On The Shepherd’s Dog this integration is complete. Compositionally, it is Iron and Wine’s most ambitious and accomplished recording to date. It’s also the most satisfying.
While many of us learned of Iron and Wine by way of Sam Beam’s tender and spare rendering of The Postal Service’s “Such Great Heights” on the Garden State soundtrack, those who dug deeper discovered a classic American tunesmith with a precocious musical signature. Songs like “Lion’s Mane,” “Jesus the Mexican Boy” and “Naked as We Came” are remarkable demonstrations of craft; musically memorable, lyrically evocative and casually atmospheric.
In conversations with Sam while mixing The Shepherd’s Dog, he confessed to finding spiritual inspiration in Tom Waits’ pièce de résistance, Swordfishtrombones, an album where said artist upended his previous strategies and forged a new musical language for himself.
While sounding nothing like Waits’ 1983 release, The Shepherd’s Dog succeeds in accomplishing a similar cathartic recasting of the artist’s intentions. The arrangements are kaleidoscopic and rich. “White Tooth Man” rocks with a desperate, menacing intensity while “Boy with a Coin,” the album’s first single, is darkly playful with a handclap hook tumbling under its cascading melody.
The whole album breathes. Its seductive rhythms percolate and undulate, from the Psych-Bhangra-redux of “Pagan Angel and a Borrowed Car” to the album’s last dance—a waltz—”Flightless Bird, American Mouth.” And there’s nary a trapkit on the whole album!

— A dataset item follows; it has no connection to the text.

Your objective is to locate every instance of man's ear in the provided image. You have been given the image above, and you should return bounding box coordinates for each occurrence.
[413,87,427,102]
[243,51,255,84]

“Resurrection Fern,” a staple of Iron and Wine’s live performances, is given a sombre, elegant treatment here while my two personal favourites, “Wolves (Song of the Shepherd’s Dog)” and “Carousel,” summon, in their respective ways, a vivid otherworldliness. Taken as a whole, The Shepherd’s Dog is informed by a sensuality that brings a dreamscape to life. —Jonathan Poneman, May 2007
The Shepherd’s Dog was recorded by Sam with the assistance of long time producer Brian Deck and engineer Colin Studebaker. The album was conceived in various phases, mostly in Sam’s home studio outside of Austin, Texas. It was mixed and completed at Engine Studios, Chicago, Illinois.